Tom Cruise Does Not Deserve ‘Vanilla Sky’s’ Atmospheric Soundtrack
- Ruby Moley
- Sep 11, 2025
- 2 min read
The iconic keyboard intro of "Everything in its Right Place" by Radiohead playing within the first 30 seconds of Vanilla Sky was not at all in my mind for the opening scene of Vanilla Sky, and the soundtrack only got better by the second.
Yesterday, I set sails to bootleg bay to watch the 2001 film "Vanilla Sky" featuring Mr. Scientology himself. The film was launched on my For You Page some weeks ago, with clips synced perfectly to "Drugs You Should Try" by Travis Scott. It was dystopian and eerie, featuring Cruise in a perfectly smooth, emotionless mask posed to be this stalker antagonist. I've only ever known Cruise as the "Dad Film Actor," playing in high-risk, action films like "Jack Reacher" and "Edge of Tomorrow" catered to the male audience over 40, so I knew this psychological thriller was worth a watch.
I haven't even heard Sigur Ros' lyric-free atmospheric ambiences outside of a lowkey playlist I stumbled across on Spotify in a search for Beach House deep tracks. And to have "Svefn-g-englar" playing mid-crisis, my ears almost shed a tear.
By the time we got to "All the Right Friends" by R.E.M. as Cruise's character walked off in a melancholy strut, I, too, threw in the towel of defeat. This high-end trash of Vanilla Sky felt like it was graced with a soundtrack for the ages in an attempt to connect with the 2000s alternative crowd, only to fall shy with a confusing storyline.

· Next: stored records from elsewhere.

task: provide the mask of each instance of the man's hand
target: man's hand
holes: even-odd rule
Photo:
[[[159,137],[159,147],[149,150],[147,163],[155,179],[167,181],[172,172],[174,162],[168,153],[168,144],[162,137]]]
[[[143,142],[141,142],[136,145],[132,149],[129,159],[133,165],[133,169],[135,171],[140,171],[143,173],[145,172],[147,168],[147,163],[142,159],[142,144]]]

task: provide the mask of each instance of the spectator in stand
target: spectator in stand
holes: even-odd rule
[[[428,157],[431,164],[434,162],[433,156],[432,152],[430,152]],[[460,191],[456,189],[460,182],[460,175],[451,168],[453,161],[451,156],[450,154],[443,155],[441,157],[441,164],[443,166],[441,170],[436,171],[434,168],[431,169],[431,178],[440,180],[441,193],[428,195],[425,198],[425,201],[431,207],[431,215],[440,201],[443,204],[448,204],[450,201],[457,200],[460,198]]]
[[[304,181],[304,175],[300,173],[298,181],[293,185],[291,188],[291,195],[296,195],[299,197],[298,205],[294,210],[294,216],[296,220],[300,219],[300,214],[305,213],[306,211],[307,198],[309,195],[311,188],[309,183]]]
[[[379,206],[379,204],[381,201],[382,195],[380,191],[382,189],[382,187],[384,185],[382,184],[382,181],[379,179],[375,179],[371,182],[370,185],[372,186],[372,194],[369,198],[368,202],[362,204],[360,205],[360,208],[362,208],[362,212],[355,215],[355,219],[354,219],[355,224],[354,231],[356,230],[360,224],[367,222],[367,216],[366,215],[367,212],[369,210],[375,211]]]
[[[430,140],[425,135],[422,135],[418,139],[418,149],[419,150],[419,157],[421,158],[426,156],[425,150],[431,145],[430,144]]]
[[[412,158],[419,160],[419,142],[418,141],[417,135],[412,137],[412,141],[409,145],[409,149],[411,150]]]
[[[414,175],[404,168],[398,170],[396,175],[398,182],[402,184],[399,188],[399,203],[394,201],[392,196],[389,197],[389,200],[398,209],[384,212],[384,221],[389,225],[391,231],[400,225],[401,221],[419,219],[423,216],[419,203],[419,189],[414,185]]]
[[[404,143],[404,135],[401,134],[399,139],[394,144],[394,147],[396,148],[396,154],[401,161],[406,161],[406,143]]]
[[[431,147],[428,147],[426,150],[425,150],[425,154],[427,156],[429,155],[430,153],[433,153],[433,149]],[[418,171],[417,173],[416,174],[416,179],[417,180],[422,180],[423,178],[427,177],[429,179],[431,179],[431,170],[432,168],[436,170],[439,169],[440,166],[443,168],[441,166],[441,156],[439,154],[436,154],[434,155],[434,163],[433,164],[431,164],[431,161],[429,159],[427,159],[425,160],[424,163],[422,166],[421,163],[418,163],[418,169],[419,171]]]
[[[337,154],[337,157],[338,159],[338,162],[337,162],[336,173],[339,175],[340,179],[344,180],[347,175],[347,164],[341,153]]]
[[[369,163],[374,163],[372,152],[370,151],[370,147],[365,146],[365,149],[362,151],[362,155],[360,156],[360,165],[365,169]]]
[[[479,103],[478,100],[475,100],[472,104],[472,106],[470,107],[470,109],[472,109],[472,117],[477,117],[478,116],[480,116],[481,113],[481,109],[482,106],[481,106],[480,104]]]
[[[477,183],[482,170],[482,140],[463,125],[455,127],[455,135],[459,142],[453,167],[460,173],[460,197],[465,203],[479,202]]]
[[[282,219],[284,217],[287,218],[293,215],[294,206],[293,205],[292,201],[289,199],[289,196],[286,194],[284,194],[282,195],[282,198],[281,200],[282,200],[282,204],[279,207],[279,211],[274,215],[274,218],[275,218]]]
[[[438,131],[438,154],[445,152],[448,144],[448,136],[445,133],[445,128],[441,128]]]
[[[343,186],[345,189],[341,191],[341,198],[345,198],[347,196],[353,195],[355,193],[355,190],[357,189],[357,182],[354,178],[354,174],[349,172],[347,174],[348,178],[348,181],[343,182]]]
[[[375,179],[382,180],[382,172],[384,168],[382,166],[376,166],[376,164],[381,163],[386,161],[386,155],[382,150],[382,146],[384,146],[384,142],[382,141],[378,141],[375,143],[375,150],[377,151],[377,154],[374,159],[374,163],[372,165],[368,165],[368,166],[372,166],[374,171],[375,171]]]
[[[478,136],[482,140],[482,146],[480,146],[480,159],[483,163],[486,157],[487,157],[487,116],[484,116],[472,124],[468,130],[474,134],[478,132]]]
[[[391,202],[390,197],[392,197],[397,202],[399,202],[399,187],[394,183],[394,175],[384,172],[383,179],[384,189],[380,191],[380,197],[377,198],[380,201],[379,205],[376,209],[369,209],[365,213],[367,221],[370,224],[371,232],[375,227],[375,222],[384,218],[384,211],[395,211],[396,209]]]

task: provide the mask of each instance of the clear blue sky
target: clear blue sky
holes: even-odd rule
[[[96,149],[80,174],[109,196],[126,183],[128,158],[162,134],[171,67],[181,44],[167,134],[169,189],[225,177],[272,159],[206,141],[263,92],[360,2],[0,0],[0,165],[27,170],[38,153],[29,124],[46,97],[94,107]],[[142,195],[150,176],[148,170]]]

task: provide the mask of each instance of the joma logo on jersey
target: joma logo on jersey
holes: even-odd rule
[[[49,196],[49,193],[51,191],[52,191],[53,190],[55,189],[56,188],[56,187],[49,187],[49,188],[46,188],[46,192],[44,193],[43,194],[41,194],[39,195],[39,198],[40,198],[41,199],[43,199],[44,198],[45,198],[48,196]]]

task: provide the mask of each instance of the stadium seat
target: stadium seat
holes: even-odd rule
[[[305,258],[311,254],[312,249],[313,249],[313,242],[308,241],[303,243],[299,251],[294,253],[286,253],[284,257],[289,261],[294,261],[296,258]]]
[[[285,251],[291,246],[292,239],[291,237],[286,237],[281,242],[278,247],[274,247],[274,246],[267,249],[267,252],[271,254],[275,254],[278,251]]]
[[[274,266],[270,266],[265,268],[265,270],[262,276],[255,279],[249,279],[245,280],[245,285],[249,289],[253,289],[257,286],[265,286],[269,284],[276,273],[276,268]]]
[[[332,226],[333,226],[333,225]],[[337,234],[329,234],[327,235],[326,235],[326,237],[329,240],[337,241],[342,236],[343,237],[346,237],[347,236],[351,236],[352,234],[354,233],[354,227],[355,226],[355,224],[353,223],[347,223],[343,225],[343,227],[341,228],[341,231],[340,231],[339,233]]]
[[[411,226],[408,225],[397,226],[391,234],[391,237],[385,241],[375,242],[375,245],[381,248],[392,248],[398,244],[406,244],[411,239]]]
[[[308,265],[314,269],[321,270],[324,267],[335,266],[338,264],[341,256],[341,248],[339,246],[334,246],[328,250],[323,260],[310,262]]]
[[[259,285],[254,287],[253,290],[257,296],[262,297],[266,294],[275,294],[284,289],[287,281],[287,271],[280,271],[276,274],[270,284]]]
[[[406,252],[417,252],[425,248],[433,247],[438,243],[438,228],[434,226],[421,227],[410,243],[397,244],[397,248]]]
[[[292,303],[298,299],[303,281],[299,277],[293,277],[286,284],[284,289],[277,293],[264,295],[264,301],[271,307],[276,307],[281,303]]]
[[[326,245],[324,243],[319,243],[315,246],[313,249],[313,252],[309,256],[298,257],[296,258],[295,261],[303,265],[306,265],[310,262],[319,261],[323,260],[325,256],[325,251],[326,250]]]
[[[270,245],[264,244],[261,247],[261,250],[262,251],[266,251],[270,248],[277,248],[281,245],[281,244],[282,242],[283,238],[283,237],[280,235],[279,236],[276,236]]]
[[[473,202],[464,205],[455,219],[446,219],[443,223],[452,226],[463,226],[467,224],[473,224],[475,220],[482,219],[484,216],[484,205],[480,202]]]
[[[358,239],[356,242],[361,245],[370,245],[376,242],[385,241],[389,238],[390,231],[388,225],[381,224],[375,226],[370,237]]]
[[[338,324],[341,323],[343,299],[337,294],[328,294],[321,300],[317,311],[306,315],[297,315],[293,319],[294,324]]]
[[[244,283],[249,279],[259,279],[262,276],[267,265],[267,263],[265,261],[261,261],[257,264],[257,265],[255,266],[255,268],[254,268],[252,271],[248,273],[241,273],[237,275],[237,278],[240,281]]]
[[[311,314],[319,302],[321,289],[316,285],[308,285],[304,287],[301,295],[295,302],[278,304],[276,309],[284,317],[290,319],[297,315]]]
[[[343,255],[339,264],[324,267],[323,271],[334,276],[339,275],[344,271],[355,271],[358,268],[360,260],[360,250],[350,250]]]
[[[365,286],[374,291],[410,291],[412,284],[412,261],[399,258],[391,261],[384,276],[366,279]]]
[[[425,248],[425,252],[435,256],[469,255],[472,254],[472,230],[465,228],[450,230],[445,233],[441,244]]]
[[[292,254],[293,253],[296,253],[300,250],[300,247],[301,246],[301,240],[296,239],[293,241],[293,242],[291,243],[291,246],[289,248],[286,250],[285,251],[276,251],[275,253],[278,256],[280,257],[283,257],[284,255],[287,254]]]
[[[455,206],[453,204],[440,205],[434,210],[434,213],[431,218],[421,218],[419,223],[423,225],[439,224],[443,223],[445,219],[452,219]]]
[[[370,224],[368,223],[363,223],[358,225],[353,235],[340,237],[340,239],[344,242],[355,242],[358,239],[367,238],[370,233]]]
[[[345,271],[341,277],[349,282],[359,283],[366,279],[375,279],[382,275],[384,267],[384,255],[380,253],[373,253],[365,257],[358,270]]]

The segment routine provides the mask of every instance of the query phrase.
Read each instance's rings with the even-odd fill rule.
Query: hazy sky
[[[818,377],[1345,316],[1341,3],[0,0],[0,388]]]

And by confusing, I'm not implying the concept of a narrator recounting the past in an attempt to figure out his history is a flawed arc. Movies like "Inception" and "Eternal Sunshine of a Spotless Mind" (which I'd argue the latter served as inspiration) pull off this complex style well, jumping around in time, often out of order, or with characters still to-be-identified.
I hear through the vine that David Lynch's "Mulholland Drive" is just as psychological, but more gay (count me in). It will undoubtedly be my next watch in the genre of depressed protagonists with memory loss, if it meets the build.